Every guru acknowledges the fact that this supreme form of yoga—and the kuṇḍalinī serpent itself—is indeed the most dangerous and profound. It has the potential to wreck your life or to regenerate it—or perhaps both at once! For the awakening of primordial creative energy requires the strongest container or vessel to integrate it within a frame of culture.

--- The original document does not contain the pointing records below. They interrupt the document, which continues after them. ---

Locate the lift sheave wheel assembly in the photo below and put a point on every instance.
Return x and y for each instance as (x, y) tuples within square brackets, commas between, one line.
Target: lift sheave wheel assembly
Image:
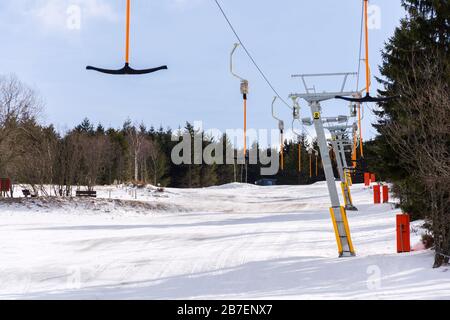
[(127, 69)]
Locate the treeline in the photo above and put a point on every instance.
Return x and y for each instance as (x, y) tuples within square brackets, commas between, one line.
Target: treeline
[(412, 149), (89, 155)]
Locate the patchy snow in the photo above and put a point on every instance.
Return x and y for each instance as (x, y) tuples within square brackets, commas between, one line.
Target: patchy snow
[(229, 242)]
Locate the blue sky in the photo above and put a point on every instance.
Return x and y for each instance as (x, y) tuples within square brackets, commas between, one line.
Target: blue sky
[(192, 38)]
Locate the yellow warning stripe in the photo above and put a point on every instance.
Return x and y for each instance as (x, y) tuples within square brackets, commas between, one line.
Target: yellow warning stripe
[(347, 230), (336, 231)]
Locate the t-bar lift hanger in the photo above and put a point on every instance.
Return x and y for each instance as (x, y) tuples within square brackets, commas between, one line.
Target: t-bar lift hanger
[(127, 69)]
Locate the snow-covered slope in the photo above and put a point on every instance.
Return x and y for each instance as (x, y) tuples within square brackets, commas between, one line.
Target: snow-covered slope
[(229, 242)]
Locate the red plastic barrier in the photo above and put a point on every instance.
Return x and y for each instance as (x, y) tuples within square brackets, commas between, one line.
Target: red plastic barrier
[(376, 194), (385, 194), (403, 233), (367, 179), (5, 185)]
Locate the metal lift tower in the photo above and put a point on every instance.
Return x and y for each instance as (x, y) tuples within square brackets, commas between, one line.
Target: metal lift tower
[(338, 212)]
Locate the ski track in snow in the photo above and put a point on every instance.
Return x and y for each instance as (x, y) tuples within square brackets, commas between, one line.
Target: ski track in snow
[(230, 242)]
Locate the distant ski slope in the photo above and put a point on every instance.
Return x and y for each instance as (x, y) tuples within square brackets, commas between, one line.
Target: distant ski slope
[(229, 242)]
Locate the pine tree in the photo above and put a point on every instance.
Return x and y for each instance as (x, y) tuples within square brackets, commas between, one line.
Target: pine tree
[(421, 39)]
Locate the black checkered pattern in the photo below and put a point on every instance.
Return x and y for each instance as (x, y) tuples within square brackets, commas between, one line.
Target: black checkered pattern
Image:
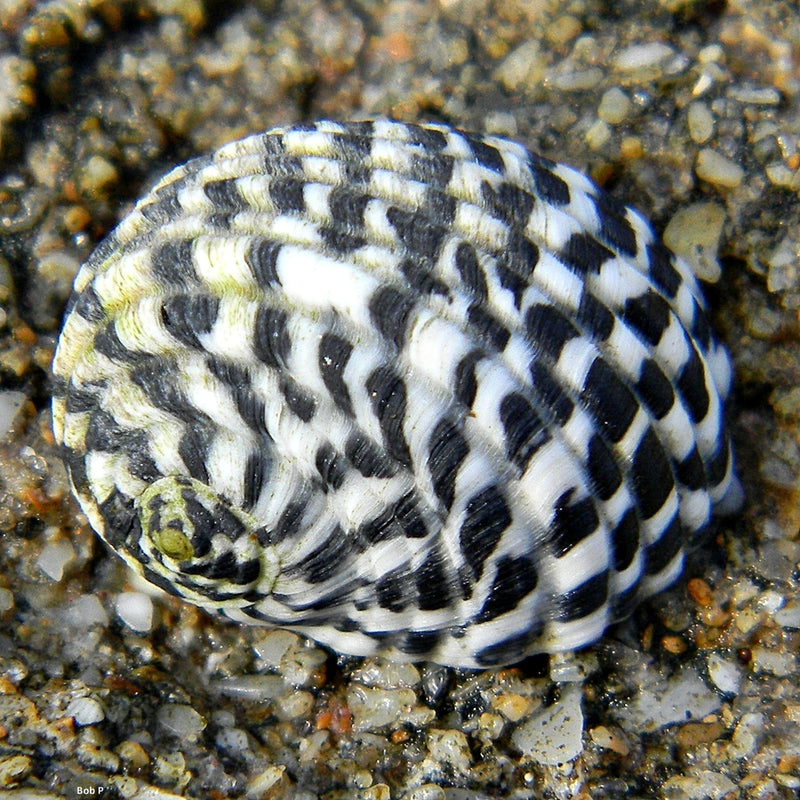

In kuṇḍalinī yoga the journey begins with the awakening of the serpent energy that lies “coiled” or dormant at the base of the spine. As Campbell explains: “The goal of this yoga is to bring this serpent power up the spine to the head so that our whole being will be animated by the serpent power, so that our psyche is drawn up to full flowering” (Myths of Light 27). Already inclined to view things from psychoanalytic angles, Campbell was fascinated by the parallels that can be drawn between yoga and certain psychotic and schizophrenic states.
It fascinated me long, long ago to realize how close yoga experiences were to those described by Freud, Adler, and Jung in their discussions of the deeper regions of the psyche into which people fall. (28)
Placed in the same phenomenological order, kuṇḍalinī yoga becomes a powerful visualization of the individuation process as a profound transformation of our whole being in time. This is what makes yoga relevant to the West. Rather than pertaining solely to a subjective experience, kuṇḍalinī can become an authentic mythic perspective into the objective archetypal processes and structures of the encompassing psyche, the so-called collective unconscious, into which every individual consciousness is embedded. The road to enlightenment as the ascent of the kuṇḍalinī serpent through the chakras of the human spine works as the activation of the “transcendent function,” which is the beginning of the individuation process, as a process of rebirth and regeneration in time. Culminating in a certain state of [un]consciousness—indeed, the highest mystical experience!—we become as One with the Divine. This famous unio mystica is a theme that Campbell returns to again and again throughout his work and life: follow your blissful state of identity with the One.